Skipper Ian Walker reports on the frustrating final days of leg 5

Green Dragon’s skipper Ian Walker reports from the South American coast, as he negotiates his crew through light breeze and an adverse current:

“Three days ago we had a pretty solid ETA in Rio of the 25 March (Wednesday). We had a fast route according to the weather models.

Next the wind heads too much to lay the Falklands and we lose precious hours having to tack through the islands. Following this a high pressure bubbles up right in our path and just behind that of the leaders. Negotiating this cost us a day.

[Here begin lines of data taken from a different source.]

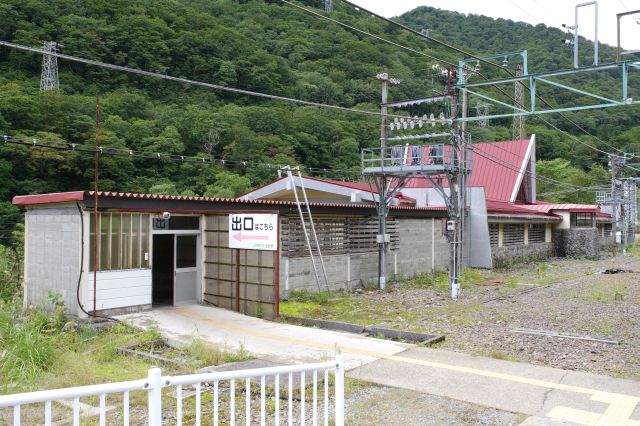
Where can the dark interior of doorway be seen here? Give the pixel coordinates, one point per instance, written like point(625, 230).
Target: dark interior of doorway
point(162, 270)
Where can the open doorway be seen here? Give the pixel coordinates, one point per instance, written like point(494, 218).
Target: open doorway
point(163, 269)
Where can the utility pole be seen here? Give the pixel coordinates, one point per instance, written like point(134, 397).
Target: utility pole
point(618, 200)
point(519, 132)
point(381, 181)
point(389, 167)
point(618, 16)
point(328, 6)
point(482, 110)
point(49, 77)
point(576, 36)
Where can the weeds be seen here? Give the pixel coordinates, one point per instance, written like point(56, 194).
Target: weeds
point(321, 298)
point(212, 355)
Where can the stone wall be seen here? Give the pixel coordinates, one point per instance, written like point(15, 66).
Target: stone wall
point(52, 255)
point(576, 242)
point(501, 255)
point(415, 253)
point(607, 242)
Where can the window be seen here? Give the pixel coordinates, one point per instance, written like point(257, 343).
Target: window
point(536, 233)
point(123, 241)
point(582, 220)
point(513, 234)
point(494, 234)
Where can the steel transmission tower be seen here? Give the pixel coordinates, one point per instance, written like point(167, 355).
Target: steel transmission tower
point(49, 77)
point(444, 164)
point(519, 132)
point(482, 110)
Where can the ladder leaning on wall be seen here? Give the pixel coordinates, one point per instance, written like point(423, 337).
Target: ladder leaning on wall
point(309, 218)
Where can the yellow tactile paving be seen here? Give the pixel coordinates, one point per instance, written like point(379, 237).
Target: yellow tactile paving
point(620, 408)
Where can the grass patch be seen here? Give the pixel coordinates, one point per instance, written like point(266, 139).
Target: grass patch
point(43, 349)
point(434, 280)
point(206, 354)
point(321, 298)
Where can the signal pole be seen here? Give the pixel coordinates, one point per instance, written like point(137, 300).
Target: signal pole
point(49, 77)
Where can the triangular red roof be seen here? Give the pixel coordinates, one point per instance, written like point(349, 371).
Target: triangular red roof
point(496, 167)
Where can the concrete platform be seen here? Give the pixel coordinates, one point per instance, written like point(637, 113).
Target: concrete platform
point(283, 343)
point(551, 396)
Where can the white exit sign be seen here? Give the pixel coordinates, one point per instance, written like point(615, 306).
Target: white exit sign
point(253, 231)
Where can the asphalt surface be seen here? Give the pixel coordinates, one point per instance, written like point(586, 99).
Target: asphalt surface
point(549, 396)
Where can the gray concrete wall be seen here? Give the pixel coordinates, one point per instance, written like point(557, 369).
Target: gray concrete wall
point(52, 254)
point(576, 242)
point(415, 254)
point(501, 255)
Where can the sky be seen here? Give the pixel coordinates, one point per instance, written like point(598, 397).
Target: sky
point(552, 13)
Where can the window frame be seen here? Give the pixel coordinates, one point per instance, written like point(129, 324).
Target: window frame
point(579, 220)
point(127, 257)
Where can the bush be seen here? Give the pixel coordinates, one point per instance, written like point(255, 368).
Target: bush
point(26, 346)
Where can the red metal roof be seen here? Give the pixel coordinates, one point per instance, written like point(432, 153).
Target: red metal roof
point(548, 207)
point(56, 197)
point(25, 200)
point(501, 207)
point(496, 168)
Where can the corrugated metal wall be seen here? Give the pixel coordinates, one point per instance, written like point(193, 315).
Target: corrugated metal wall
point(234, 279)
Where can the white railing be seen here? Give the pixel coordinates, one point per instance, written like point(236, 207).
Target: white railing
point(221, 387)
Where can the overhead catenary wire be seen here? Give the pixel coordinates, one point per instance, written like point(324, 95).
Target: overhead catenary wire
point(152, 74)
point(509, 166)
point(358, 30)
point(456, 49)
point(158, 156)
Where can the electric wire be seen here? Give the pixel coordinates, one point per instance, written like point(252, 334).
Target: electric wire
point(178, 158)
point(536, 176)
point(188, 81)
point(483, 61)
point(342, 24)
point(523, 10)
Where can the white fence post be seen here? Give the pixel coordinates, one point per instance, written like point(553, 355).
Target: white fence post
point(339, 391)
point(155, 397)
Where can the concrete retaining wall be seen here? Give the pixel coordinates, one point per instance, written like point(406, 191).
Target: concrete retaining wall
point(421, 248)
point(52, 254)
point(607, 242)
point(576, 242)
point(535, 250)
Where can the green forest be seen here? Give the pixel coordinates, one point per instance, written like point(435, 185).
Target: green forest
point(263, 46)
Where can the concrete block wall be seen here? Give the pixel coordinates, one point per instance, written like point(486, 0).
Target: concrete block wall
point(576, 242)
point(415, 254)
point(52, 254)
point(503, 254)
point(422, 247)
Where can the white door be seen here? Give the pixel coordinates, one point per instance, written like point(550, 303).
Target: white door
point(185, 285)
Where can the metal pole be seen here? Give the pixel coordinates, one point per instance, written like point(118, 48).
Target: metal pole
point(381, 186)
point(339, 387)
point(96, 170)
point(154, 391)
point(575, 40)
point(618, 16)
point(595, 42)
point(618, 56)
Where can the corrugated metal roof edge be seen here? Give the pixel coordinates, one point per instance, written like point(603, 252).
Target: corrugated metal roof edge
point(25, 200)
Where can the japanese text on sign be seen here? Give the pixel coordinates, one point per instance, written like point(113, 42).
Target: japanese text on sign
point(253, 231)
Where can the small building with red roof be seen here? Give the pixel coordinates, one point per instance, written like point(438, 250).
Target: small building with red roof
point(115, 252)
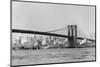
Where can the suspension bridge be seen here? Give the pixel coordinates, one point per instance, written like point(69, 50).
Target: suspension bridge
point(72, 32)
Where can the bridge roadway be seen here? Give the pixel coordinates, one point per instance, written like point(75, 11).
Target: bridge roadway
point(44, 33)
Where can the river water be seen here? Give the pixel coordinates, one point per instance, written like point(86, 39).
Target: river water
point(59, 55)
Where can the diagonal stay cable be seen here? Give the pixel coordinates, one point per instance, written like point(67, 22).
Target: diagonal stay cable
point(57, 29)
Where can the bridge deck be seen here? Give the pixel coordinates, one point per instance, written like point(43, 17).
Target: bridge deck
point(44, 33)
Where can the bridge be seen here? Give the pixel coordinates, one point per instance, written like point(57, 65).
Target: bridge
point(72, 32)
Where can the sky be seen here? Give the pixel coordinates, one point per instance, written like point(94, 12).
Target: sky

Still things were OK as we sailed upwind looking for northwesterlies and a new low coming off the South American shore. This arrived last night as predicted but instead of bringing 15-knot winds and a route through the next high pressure, it brought lightning and no wind. Now we are left with virtually no wind and none forecast for three days. We also have adverse current. We have 1000 miles to go and my most optimistic outlook right now is an ETA of six days. At times like this the race becomes secondary to survival. The fundamentals of our life aboard are power to make water and run the boat’s systems and food.

We have been closely monitoring our power consumption and diesel reserves (the batteries are charged off the generator which runs on diesel) and we are confident this will not be an issue. To make sure, we will consciously save power by closing down non-essential systems.

As for food the picture is not so good. We started with 40 days and a week ago we split some food packs down to make another two days of food rations. This would give us 42 or another three days from now. We may well need at least seven days and three into seven doesn’t go. When guys are tired and hungry, there is nothing like food to create friction between them.

As of today, to prevent any arguments over who has eaten what, we are splitting the food 11 ways and leaving each individual to manage their own food. We are already hungry and it will get worse – simple as that. That is life – nobody is going to die.

On a brighter note we are currently moving at six knots pointing nearly at Rio, which is the best VMC we have made for 12 hours and it is a beautiful sunny day. What more could you ask for?”